İYİ İNSANLARIN EN BÜYÜK SORUNU VE ÇÖZÜMÜ

Ne geliyorsa başıma iyi niyetimden geliyor. Ben her zaman insanları iyi davrandım. Onlar için elimden geleni yaptım. Onları üzmemek için, kırmamak için gerekirse kendimden vazgeçtim. Ama insanlar bencil. Çoğu zaman kendimi kullanılmış hissediyorum. Ben iyi davrandıkça tepeme çıktılar. Bu sözler sizin içinde tanıdık mı? Bu videoda iyi insanların en büyük sorunlarından bir tanesi ve bunun çözüm yolları hakkında konuşacağız. Detaylar introdan sonra. Kim kendini kötü bir insan olarak görür ki? Hepimiz en azından görünüşte iyi bir insan olmaya çalışıyoruz. Bunun için elimizden geleni yapıyoruz. Peki sizce iyi insan kimdir? Bir insan neyi yaparsa ya da neyi yapmazsa iyi bir insan olur? Bu sorunun cevabını gerçekten merak ediyorum. Ne düşünüyorsunuz? Aşağıda yorumlarda bizimle paylaşırsanız çok sevinirim. Siz kime iyi insan dersiniz? Çoğumuz bu soruya cevaben kimseyi kırmayan, üzmeyen başkalarına zarar vermeyen, diğerlerini düşünen, bencil olmayan, diğerleri için de çabalayan, uyumlu, özverili, fedakar gibi yanıtlar verebiliriz. Çünkü sonuçta çocukluktan itibaren sosyalleşme sürecinde gözlemlediğimiz ve öğrendiğimiz şey budur ve bunun etkisiyle iyi bir insan olabilmek için ya da diğer insanlar bizim hakkımızda o iyi bir insandır diye düşünsün. Bizleri sevsin, bizleri kabul etsin diye. Bazen istemesek bile aslında bazı şeylere hayır diyemeyebiliriz. Mesela hayır demekte sorun yaşayabiliriz. Bazen diğerlerinin ihtiyaçlarını kendi ihtiyaçlarımızın önünde tutabiliriz. Bazen aslında incinsek bile kırılsak bile bunu karşı tarafa çaktırmamaya çalışırız. Aman tartışma çıkmasın, aman ortam bozulmasın diyebiliriz. Bazen aşırı fedakarca davranabiliriz ve karşı taraftan aynı şekilde bir yanıt gelmeyince kendimizi kötü hissedebiliriz. Sorun şu ki, iyi insan olmak için elimizden geleni yapsak bile aslında belki de o kadar da iyi bir insan olmayabiliriz. Ya da şöyle söyleyelim bazen sadece iyilik yeterli olmayabilir. İyi insan olmakla ses çıkarmamak, pasif kalmak ya da aşırı fedakarlık arasında bir fark var.

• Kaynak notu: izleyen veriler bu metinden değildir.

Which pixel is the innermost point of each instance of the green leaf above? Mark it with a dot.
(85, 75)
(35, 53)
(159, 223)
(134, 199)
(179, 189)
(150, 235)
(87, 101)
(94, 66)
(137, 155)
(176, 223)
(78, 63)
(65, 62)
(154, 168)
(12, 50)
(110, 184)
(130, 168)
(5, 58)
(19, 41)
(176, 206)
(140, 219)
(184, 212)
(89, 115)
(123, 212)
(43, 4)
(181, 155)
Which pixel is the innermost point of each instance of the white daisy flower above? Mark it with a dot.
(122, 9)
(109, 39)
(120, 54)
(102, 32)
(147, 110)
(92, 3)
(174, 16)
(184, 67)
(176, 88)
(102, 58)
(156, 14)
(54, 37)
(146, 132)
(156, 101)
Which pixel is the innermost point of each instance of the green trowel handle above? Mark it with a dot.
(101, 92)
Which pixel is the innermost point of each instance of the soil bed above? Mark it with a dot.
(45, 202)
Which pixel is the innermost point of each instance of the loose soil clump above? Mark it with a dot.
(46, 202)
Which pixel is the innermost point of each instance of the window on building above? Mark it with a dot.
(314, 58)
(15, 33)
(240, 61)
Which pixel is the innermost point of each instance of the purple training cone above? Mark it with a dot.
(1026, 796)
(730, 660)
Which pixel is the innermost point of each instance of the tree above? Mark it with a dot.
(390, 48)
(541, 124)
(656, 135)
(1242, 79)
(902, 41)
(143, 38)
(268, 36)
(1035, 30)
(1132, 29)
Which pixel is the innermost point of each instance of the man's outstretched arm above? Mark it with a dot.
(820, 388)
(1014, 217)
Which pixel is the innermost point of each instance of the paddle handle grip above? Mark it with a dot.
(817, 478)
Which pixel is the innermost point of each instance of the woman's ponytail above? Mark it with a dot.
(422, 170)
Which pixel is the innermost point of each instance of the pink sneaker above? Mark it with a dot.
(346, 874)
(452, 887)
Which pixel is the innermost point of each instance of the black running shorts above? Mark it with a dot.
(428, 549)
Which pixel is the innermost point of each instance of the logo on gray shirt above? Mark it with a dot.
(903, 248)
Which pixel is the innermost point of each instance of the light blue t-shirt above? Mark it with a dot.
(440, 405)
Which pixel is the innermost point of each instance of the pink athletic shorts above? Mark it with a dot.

İyi insan olmak aynı zamanda diğer insanlarla ve o insanlarla yaşadığımız bazı sorunlarla da yüzleşmeye istekli olmayı içermeli. İyi insan olmak, evet, bir başkasını çiğnememek ve bir başkasının hakkını yememek ama aynı zamanda kendini de çiğnememek. Sırf iyi bir insan olduğumuz için diğer insanların bizi anlamasını ve bizim hak ettiğimiz şekilde davranmasını beklemek biraz bazen bencilce olabilir. Bir dakika ya bencil olan onlar dı, ne ara biz olduk diyebilirsiniz. Her birimiz dünyaya kendi pencerelerimizden bakıyoruz ve algılıyoruz. Bu pencere, geçmiş tecrübelerimiz, genetik yapımız, ailemizden genetik olarak aktarılanlar, yetiştirilme biçimimiz, bize öğretilenler içinde yaşadığımız toplum, aile, kültür, ülke, kıta gibi pek çok faktörden oluşur. Ve bu saydıklarımın her biri her birimiz için farklı olacağından, aynı şeye bakıp farklı pencerelerden baktığımız için farklı şeyler görebiliriz. İşin kötü yanı, bu pencereler doğrultusunda zihnimizde bazı varsayımlar ve önyargılar oluştururuz ve hayatı, diğer insanları ve diğer insanların davranışlarını bu önyargılar ve varsayımlar doğrultusunda algılarız, yargılarız. Mesela size desem ki Ahmet, kalabalık bir restorantda etrafta bir sürü insan varken sesli bir biçimde bağırsak gazını çıkardı ve etraf leş gibi kokmaya başladı. Ancak Ahmet o kadar rahatlamıştı ki kahkahalar atmaya başladı. Ahmet’le ilgili ilk yargınız ne olur? Saygısız, kaba ve düşüncesiz değil mi? En azından çoğumuz belki böyle düşündük. Peki ya size Ahmet’in sadece iki aylık bir bebek olduğunu söylesem bu durumda algınız ve yargınız nasıl değişirdi? Çoğumuzun aklına Ahmet deyince yetişkin bir adam geldi değil mi? İşte yaşamda da çoğu zaman hayatı, diğer insanları, diğer insanların davranışlarını bu otomatikleşmiş yargılarımızla değerlendiriyoruz. Sizin için son derece saygısızca olarak adlandırılabilecek bir durumun belki de çok farklı bir açıklaması var. Ancak çoğu insan bu açıklamayı öğrenmek için çaba göstermez.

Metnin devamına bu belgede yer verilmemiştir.